Os problemas estruturais são citados pelos licenciandos, porém, com incidência muito menor do que os que estão diretamente relacionados com as atividades pedagógicas. Os dados revelaram que as representações e concepções de formadores e licenciandos a respeito da profissão docente não são muito diferentes, mas, no que diz respeito às necessidades que devem ser atendidas na formação inicial de professores, as divergências são bem claras. Enquanto as professoras estão preocupadas em proporcionar (por meio de leituras, debates e discussões) uma compreensão mais ampla dos fatores socioeconômicos, políticos e culturais que perpassam o processo de ensino e de aprendizagem, os licenciandos sentem necessidade de vivenciar situações concretas de exercício profissional, ou seja, eles se ressentem de não possuir um saber experiencial – comentado anteriormente – capaz de articular recursos intelectuais, sociais, éticos, morais e afetivos.

Esse ressentimento dos graduandos é bastante compreensível quando se considera que as competências profissionais são construídas a partir de uma prática, de uma experiência na qual o indivíduo se confronta com situações reais e precisa tomar decisões coerentes e eficientes. Entende-se que este confronto requisitado pelos licenciandos possa ser preparado por meio de mecanismos de formação que favoreçam a tomada de consciência e a transformação das representações sobre o ensino e a aprendizagem, e que já são bastante utilizados nos cursos de formação de professores, como por exemplo, a escrita clínica, a videoformação, os casos de ensino, entre outros. Este tipo de mecanismo ou atividade de formação não foi mencionado pelas formadoras, muito embora a questão da reflexividade como fonte de conhecimento para uma ação mais eficiente tenha permeado as declarações de todas as entrevistadas.
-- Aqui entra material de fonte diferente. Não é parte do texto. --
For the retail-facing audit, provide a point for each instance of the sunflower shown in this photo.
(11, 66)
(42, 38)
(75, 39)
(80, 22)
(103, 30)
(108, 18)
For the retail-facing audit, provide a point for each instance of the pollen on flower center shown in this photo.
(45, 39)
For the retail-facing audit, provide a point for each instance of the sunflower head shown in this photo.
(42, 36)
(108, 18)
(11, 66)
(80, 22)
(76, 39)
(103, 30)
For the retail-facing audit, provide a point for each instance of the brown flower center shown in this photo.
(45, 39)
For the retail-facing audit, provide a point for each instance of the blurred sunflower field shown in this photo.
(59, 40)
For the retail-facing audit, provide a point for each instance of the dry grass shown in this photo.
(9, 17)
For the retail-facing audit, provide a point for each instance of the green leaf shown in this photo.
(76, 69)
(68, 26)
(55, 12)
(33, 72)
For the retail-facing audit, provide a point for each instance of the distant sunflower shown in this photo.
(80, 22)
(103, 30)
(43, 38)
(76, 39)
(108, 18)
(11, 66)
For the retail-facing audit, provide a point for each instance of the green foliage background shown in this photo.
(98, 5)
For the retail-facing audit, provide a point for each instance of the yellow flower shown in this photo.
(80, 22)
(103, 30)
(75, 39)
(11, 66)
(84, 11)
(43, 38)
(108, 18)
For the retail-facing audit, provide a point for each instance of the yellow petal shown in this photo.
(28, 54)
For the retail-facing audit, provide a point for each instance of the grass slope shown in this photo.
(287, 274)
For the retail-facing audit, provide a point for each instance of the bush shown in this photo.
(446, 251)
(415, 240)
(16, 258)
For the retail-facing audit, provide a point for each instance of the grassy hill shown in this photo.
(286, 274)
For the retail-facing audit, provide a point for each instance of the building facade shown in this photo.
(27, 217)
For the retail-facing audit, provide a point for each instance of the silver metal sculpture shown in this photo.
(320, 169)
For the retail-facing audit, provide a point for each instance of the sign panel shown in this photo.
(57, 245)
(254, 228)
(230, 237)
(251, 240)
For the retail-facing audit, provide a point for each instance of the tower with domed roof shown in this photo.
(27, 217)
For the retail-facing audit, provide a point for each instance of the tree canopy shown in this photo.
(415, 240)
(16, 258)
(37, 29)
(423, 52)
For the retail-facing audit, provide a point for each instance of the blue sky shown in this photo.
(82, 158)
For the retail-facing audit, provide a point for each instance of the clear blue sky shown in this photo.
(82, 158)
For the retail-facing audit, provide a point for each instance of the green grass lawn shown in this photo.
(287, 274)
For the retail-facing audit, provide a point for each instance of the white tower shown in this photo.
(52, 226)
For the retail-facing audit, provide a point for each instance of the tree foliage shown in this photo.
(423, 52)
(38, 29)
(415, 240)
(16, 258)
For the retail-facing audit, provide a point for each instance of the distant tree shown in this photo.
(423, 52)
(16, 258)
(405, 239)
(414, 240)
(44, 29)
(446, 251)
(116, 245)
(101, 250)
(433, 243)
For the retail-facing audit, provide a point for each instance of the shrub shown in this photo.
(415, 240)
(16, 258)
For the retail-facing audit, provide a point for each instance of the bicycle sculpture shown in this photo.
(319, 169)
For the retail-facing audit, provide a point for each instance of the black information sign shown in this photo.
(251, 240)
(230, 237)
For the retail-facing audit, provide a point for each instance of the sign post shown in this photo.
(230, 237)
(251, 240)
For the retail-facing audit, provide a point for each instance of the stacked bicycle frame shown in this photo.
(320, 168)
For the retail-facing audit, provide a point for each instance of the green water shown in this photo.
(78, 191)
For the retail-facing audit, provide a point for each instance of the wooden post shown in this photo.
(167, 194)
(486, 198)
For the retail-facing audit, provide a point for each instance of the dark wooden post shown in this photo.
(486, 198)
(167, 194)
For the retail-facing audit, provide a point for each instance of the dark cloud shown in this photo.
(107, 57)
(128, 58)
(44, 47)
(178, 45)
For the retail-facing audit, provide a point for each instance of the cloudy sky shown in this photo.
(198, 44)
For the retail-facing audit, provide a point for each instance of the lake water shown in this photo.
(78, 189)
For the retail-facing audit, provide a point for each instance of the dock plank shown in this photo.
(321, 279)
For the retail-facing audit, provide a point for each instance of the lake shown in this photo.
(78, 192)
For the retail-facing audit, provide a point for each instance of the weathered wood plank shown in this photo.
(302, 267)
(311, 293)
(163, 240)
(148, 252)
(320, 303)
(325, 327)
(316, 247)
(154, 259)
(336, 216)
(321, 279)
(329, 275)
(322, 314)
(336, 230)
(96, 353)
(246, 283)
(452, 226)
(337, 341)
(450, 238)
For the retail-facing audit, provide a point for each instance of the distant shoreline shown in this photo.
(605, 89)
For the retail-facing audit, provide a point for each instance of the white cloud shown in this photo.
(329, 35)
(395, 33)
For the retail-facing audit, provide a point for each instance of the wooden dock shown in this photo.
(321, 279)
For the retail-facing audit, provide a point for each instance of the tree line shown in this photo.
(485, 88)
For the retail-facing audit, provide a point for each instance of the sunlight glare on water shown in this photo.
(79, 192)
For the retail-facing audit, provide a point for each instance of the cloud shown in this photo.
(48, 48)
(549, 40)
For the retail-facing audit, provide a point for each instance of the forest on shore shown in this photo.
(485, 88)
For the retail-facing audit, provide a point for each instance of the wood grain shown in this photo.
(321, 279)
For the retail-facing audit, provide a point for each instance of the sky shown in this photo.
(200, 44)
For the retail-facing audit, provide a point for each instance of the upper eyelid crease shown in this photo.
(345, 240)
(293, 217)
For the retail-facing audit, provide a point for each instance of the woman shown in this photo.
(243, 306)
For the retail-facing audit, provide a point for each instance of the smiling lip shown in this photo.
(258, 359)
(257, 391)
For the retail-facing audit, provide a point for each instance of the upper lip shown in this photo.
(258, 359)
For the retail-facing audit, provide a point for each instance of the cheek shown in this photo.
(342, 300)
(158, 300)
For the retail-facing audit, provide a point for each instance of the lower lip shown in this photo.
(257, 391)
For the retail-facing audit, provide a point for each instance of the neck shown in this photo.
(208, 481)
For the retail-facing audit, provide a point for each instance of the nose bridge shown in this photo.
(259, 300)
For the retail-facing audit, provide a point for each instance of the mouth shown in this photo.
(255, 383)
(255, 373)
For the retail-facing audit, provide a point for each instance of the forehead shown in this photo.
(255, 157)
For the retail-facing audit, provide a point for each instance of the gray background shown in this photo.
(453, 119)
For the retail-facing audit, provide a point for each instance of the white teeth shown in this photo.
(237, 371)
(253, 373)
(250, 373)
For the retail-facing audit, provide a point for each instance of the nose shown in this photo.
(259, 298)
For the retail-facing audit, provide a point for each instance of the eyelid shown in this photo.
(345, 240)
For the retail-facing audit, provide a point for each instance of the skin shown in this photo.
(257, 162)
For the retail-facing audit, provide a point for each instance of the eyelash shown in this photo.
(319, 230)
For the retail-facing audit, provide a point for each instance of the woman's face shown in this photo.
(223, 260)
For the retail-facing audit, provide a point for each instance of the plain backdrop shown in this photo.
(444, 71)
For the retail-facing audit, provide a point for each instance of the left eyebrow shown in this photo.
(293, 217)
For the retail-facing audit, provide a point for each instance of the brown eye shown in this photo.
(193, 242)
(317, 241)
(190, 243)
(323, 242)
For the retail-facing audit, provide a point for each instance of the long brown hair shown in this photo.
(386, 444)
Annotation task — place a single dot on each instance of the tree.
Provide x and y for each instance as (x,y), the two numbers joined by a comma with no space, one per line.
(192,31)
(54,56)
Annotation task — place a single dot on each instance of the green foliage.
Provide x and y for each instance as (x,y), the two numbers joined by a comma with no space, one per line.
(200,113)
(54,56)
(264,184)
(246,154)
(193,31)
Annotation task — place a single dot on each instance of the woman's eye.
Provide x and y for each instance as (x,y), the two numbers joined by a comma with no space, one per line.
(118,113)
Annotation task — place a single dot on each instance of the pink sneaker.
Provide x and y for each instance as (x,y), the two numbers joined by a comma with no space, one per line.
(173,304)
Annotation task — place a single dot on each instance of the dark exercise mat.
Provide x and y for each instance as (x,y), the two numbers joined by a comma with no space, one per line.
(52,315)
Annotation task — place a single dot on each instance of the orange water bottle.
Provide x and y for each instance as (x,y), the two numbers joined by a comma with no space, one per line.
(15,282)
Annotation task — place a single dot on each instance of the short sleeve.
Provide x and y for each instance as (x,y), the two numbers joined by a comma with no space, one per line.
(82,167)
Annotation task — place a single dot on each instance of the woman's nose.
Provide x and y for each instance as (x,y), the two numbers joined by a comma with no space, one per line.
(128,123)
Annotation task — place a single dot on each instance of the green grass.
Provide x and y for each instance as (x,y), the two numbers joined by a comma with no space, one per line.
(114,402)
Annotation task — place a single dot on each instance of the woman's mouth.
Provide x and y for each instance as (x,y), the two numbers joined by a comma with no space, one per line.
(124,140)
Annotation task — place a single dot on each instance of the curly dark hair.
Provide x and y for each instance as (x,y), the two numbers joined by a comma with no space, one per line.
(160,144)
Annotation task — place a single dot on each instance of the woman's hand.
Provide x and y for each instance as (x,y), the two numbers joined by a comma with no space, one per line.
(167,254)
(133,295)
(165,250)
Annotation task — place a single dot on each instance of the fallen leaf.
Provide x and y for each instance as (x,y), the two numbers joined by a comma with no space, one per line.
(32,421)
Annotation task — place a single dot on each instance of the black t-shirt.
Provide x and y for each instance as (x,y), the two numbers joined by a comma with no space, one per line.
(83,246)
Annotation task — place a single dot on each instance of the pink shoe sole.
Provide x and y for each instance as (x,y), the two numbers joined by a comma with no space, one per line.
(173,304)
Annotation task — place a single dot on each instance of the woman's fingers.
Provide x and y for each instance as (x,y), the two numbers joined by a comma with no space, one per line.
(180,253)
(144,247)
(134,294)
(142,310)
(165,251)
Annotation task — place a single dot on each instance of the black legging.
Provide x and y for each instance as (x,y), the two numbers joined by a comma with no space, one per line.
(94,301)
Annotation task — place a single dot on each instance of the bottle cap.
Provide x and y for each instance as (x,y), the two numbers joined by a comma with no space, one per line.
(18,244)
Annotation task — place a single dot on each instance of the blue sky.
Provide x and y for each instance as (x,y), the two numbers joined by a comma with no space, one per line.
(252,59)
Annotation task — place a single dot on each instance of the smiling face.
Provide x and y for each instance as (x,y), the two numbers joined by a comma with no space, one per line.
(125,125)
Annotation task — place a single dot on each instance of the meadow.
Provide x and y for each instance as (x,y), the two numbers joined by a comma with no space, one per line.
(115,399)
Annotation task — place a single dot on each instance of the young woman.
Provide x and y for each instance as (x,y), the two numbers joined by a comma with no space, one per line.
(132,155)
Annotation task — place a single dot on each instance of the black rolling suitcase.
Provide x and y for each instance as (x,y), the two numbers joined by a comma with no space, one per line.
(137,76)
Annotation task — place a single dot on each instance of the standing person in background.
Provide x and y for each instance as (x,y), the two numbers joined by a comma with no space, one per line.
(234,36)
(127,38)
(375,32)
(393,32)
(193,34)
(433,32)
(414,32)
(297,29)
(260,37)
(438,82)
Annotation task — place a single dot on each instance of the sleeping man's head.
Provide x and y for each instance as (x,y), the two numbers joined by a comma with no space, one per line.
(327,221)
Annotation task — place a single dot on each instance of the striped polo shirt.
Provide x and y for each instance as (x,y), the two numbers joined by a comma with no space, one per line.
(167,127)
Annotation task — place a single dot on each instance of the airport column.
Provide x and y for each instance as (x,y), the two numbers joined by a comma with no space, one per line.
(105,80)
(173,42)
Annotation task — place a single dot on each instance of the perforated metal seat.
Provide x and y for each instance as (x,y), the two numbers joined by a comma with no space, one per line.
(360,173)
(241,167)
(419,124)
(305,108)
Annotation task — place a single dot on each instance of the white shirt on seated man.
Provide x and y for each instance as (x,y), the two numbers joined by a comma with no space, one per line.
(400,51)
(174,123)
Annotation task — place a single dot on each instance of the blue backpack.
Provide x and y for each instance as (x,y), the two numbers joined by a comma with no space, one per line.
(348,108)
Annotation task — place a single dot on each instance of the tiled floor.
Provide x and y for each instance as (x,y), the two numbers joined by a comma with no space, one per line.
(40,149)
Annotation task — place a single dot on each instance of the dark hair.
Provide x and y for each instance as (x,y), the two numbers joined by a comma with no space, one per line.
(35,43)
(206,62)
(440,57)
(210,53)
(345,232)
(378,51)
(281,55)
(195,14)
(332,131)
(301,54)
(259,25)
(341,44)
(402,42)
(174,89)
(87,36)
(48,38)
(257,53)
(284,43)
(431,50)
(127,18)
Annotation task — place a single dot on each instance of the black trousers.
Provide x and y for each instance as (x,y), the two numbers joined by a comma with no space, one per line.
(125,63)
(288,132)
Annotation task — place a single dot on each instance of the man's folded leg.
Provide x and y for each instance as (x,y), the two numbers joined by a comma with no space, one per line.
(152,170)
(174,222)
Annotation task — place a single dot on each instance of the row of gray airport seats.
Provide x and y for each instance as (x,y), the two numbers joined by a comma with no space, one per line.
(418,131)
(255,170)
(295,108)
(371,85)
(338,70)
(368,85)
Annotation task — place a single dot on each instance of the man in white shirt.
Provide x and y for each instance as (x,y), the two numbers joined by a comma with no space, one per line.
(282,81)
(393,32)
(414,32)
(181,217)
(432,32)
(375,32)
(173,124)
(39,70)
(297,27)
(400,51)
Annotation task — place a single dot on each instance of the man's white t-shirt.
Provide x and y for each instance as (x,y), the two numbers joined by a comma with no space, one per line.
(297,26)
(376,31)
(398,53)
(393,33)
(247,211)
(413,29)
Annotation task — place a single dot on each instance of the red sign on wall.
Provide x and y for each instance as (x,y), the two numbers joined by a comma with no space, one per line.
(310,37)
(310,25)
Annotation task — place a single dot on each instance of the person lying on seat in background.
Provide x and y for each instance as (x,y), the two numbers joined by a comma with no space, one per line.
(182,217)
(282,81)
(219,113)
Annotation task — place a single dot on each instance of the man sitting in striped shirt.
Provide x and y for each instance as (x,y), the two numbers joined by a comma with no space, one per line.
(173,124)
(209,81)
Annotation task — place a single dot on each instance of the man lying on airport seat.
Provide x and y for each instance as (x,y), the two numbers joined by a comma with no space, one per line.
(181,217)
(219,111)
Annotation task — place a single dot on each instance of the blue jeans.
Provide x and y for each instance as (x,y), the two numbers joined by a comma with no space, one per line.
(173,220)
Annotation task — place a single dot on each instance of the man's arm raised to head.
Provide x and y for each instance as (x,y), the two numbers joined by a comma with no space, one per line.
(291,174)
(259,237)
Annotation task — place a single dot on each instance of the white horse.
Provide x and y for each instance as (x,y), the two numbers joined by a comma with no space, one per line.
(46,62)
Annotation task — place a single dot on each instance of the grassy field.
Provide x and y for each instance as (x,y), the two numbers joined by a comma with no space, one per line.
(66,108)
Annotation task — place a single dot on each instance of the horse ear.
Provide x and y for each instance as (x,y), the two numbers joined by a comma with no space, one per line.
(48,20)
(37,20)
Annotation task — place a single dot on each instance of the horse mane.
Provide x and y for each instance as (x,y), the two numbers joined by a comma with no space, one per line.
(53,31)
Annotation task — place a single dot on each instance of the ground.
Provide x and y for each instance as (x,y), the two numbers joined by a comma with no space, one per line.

As declarações dos licenciandos permitem que se conclua que a formação para o magistério tem se efetivado muito mais pelas influências da prática educativa à qual são submetidos do que pela conscientização da educação como prática social que está permeada de valores e de intenções. A lógica disciplinar, ainda dominante nos cursos de licenciatura, fortalece procedimentos tradicionais que perpetuam a transmissão de conhecimentos em detrimento da construção de saberes. Esta é uma das razões pelas quais é necessário trabalhar as representações que se tem da profissão docente, no sentido de identificar as imagens e expectativas sobre a formação e o exercício da profissão, de maneira que estas possam ser

redefinidas, transformadas, principalmente no que concerne ao saber-fazer e saber-ser professor.